Dutch Flower Exports Fall a Fifth Quarter, Worst Run on Record

The Netherlands’ flower and plant exports, the world’s biggest, extended a string of quarterly drops to the worst on record with a fifth straight slide as weak European consumer confidence hurts spending.

Third-quarter shipments fell 3 percent to 1.06 billion euros ($1.4 billion) from 1.1 billion euros a year earlier, data published today by the Aalsmeer, Netherlands-based Dutch Agricultural Wholesale Board for Flowers and Plants showed. Shipments rose 2.2 percent in September, ending a record six-month streak of declines.

Demand for Dutch blooms and potted plants suffered from lower consumer confidence in European countries including leading export destination Germany, according to the board. It also cited a colder-than-usual spring followed by a warm summer.

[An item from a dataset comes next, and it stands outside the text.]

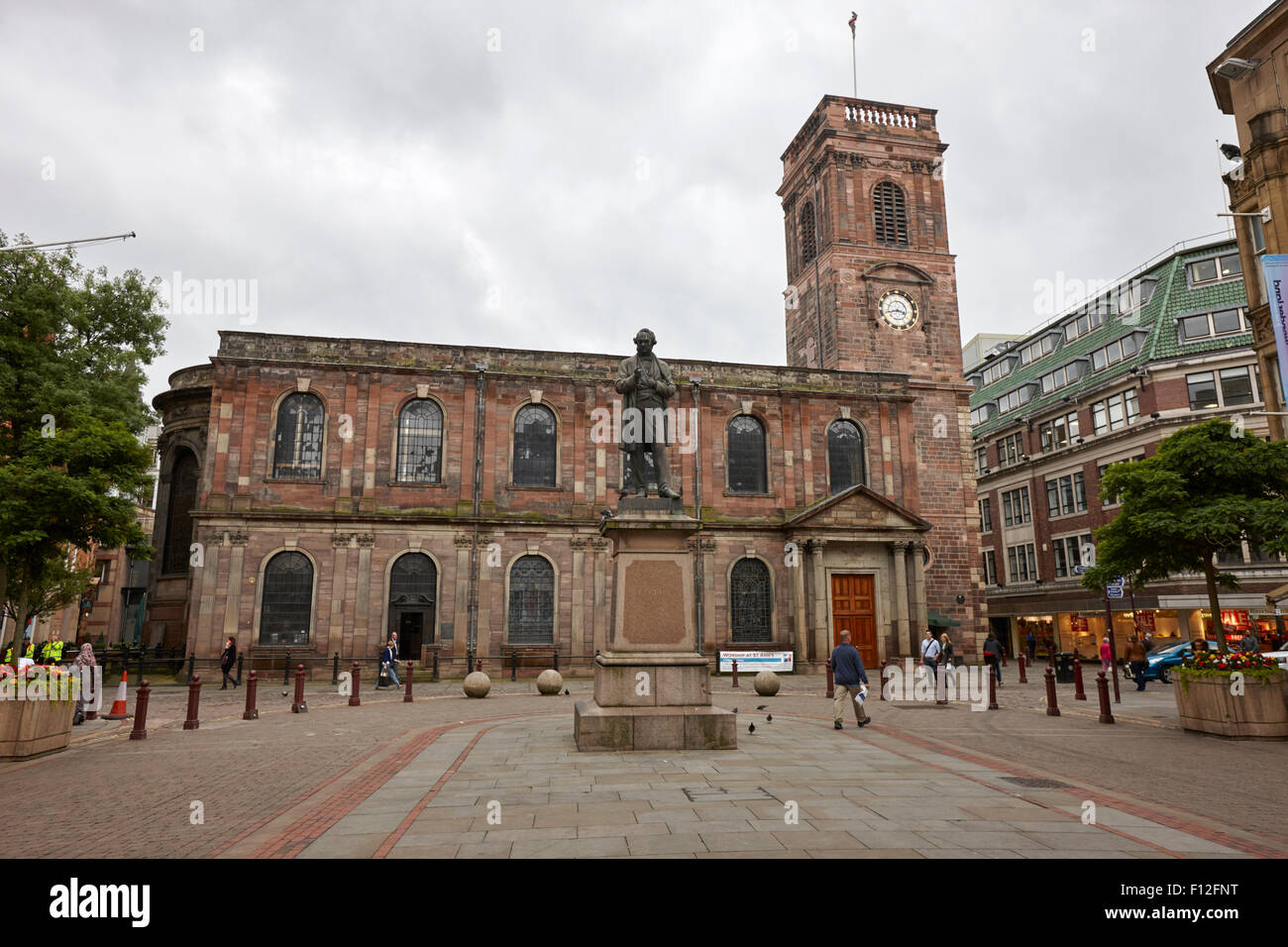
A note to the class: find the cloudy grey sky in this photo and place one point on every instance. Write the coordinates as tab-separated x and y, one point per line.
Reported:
557	174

“It looks very likely we’ll have to add 2013 to 2008 and 2009 as a year with falling export value of flowers and plants,” Tom Bijleveld, the board’s director, was cited as saying. That would be the third annual decline in 60 years, he said.

Dutch exports of greenery to Italy, Spain, Portugal and Greece slid 13 percent this year on average, the board said.

Flower and plant shipments in the first nine months of 2013 dropped 3.4 percent from a year earlier to 4.05 billion euros, according to the report. The Netherlands’ exports of flowers and plants rose to 5.39 billion euros last year from 5.24 billion euros in 2011.